Cosmo laughed. It was clear he didn’t believe me. ‘Too bad they didn’t succeed.’ He turned back to his game.

‘Did you start to play Scrabble in jail?’

‘That’s none of your business.’

‘I’ve played with my mom since I was eight.’

‘Great. Now look, I really need to concentrate on my next turn.’

That’s when his opponent laid down ‘ZOOS’, with the ‘Z’ on a triple word score square and the ‘S’ at the end of Cosmo’s ‘WING’, getting a total score of fifty-one points.

‘Damnit,’ said Cosmo.

‘You should’ve played “WAXWING” on your turn instead,’ I told him. ‘It’s a type of bird. You had all the letters. It would have given you forty-four points instead of sixteen, and you would’ve blocked your opponent’s shot at the triple word score.’

Cosmo stared at me.

‘You kind of handed him “ZOOS” on a silver platter,’ I added.

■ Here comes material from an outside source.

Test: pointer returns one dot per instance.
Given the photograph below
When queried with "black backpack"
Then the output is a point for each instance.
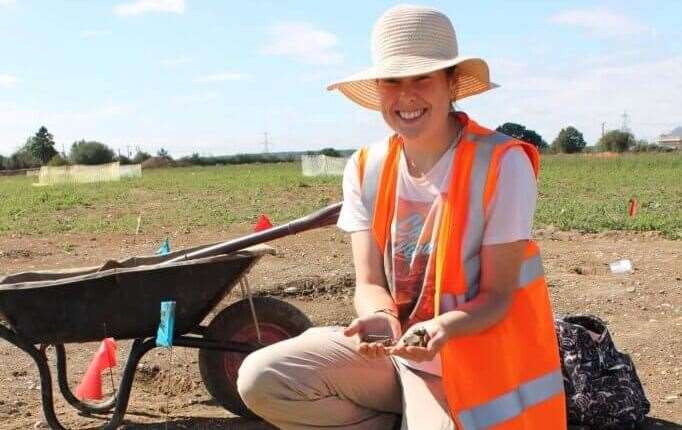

That’s when Cosmo threw his Official Scrabble Dictionary at me and I yelled – because it startled me, not because it hurt – and Mom came running into the room. Even though I said everything was fine, she thanked Mr and Mrs E for a wonderful evening but said that she had to get me home to bed, which was embarrassing because it was only eight o’clock.

Down in our apartment, I could hear shouting from upstairs, then the front door slamming. Cosmo’s Camaro screeched out of the driveway, and I was pretty sure he hadn’t finished his Scrabble game.

Which was probably for the best because he was obviously getting slaughtered.